Hürriyet yazarı Sedat Ergin, Türk Silahlı Kuvvetleri (TSK) içindeki cunta yapılanması tarafından düzenlenen darbe girişimiyle ilgili olarak "VIP uçağı personelinin durumu, bizi darbe faaliyetinin sınırları nerede başlar, nerede biter tartışmasına davet ediyor" dedi. Ergin, "Bu ekip, güne resmi bir protokol uçuşu göreviyle başlamış, akşam ise darbe faaliyetinin başlamasından sonra ortaya çıkan yeni durumda derdest edilmiş durumdaki komutanı Ankara’daki darbe merkezine götürmüştür" ifadesini kullandı.

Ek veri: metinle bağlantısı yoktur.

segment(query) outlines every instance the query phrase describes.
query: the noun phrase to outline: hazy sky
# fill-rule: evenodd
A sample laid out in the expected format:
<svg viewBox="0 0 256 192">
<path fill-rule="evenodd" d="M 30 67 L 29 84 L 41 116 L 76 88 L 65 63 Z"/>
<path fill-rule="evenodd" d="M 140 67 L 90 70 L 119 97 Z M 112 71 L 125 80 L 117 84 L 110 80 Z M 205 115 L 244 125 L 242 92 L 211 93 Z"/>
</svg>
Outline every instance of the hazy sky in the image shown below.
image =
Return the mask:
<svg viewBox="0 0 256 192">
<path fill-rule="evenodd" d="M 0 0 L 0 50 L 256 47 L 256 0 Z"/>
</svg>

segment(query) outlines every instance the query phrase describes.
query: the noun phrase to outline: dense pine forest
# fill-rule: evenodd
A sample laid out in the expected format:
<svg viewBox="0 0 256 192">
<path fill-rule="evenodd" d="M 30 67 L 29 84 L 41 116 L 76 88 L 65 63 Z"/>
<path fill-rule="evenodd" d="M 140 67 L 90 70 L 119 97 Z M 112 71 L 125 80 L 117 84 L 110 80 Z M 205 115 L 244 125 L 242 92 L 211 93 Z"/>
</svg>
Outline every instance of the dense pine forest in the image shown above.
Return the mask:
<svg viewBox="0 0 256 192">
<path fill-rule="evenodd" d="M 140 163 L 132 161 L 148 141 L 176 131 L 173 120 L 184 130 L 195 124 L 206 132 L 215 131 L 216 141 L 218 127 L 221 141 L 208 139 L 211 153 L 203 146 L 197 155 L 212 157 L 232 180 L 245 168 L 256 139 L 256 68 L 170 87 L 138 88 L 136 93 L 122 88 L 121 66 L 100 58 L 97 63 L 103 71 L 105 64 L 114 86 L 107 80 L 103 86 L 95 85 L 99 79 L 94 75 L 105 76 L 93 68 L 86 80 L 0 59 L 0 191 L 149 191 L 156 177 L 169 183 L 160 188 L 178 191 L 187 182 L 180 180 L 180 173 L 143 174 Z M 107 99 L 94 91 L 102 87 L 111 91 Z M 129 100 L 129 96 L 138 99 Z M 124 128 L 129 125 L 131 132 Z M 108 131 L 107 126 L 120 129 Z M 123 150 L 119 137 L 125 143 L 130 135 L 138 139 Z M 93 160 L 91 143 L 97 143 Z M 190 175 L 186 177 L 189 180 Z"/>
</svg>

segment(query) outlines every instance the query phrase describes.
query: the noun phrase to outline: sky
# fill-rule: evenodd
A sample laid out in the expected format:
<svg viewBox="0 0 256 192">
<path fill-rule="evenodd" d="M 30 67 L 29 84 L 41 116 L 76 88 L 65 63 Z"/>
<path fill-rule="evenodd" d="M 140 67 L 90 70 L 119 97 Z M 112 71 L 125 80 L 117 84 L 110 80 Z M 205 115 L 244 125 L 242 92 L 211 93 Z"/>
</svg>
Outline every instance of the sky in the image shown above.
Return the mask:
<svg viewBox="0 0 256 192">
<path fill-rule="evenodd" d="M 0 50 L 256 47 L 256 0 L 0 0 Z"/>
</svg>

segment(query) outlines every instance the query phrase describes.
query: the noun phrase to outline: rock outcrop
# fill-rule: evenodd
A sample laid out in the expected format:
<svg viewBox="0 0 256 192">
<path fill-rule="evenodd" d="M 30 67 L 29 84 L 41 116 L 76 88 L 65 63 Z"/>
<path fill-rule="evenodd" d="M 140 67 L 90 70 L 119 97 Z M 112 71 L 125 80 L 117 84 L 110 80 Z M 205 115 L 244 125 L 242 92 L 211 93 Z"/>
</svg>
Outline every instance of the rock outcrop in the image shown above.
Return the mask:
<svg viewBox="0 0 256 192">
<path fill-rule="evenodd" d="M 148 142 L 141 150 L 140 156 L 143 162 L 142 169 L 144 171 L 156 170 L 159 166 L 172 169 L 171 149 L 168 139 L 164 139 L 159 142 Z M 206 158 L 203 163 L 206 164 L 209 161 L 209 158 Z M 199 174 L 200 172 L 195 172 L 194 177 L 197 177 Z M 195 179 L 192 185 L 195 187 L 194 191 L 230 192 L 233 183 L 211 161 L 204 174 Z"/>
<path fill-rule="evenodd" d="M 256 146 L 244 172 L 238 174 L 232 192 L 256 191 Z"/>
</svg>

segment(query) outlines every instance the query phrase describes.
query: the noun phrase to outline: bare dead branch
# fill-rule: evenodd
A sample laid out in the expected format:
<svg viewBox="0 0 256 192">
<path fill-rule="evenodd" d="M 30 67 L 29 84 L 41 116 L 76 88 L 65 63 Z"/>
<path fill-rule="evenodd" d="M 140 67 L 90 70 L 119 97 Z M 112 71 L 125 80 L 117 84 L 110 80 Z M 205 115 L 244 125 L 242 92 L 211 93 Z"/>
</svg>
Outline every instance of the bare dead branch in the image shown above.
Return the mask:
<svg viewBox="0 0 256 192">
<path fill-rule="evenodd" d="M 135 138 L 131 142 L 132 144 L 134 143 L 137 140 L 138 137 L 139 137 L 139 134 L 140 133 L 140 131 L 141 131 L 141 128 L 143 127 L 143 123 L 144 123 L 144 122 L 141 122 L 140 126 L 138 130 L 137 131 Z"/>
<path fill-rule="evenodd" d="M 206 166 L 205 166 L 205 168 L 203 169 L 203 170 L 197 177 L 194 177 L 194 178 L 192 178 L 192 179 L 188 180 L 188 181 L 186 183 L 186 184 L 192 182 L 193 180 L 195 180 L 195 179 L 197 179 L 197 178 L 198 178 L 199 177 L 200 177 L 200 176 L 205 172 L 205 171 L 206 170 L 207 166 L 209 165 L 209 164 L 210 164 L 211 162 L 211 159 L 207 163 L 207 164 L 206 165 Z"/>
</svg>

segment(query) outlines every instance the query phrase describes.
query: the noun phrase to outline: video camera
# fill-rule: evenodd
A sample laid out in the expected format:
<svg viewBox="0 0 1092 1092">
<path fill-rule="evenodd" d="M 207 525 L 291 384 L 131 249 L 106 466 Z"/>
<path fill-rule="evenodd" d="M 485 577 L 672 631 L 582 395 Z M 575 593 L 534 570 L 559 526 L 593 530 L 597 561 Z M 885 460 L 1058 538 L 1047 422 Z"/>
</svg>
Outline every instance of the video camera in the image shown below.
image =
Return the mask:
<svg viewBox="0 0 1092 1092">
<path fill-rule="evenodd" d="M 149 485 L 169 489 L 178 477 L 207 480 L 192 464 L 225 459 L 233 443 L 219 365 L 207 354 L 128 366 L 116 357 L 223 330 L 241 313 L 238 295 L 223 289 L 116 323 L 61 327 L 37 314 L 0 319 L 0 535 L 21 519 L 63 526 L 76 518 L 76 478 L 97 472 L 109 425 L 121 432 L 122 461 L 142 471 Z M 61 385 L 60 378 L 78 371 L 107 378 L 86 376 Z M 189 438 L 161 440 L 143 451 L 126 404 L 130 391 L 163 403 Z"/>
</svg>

Sedat Ergin'in "VIP uçuşu nasıl darbe uçuşuna dönüşür?" başlığıyla (6 Eylül 2017) yayımlanan yazısı şöyle:
Ankara 11. Hava Ana Ulaştırma Üs Komutanlığı’na bağlı 212. Filo’nun envanterindeki Casa CN235 tipi 68 kuyruk numaralı VIP uçağının ekibi dört kişiden oluşuyordu: Pilot Üsteğmen Reşat Bora, yardımcı pilot Üsteğmen Nail Sarıaltın, uçuş-yükleme teknisyeni Kıdemli Başçavuş Faruk Yusufoğlu ve kabin astsubayı İsrafil Bedir...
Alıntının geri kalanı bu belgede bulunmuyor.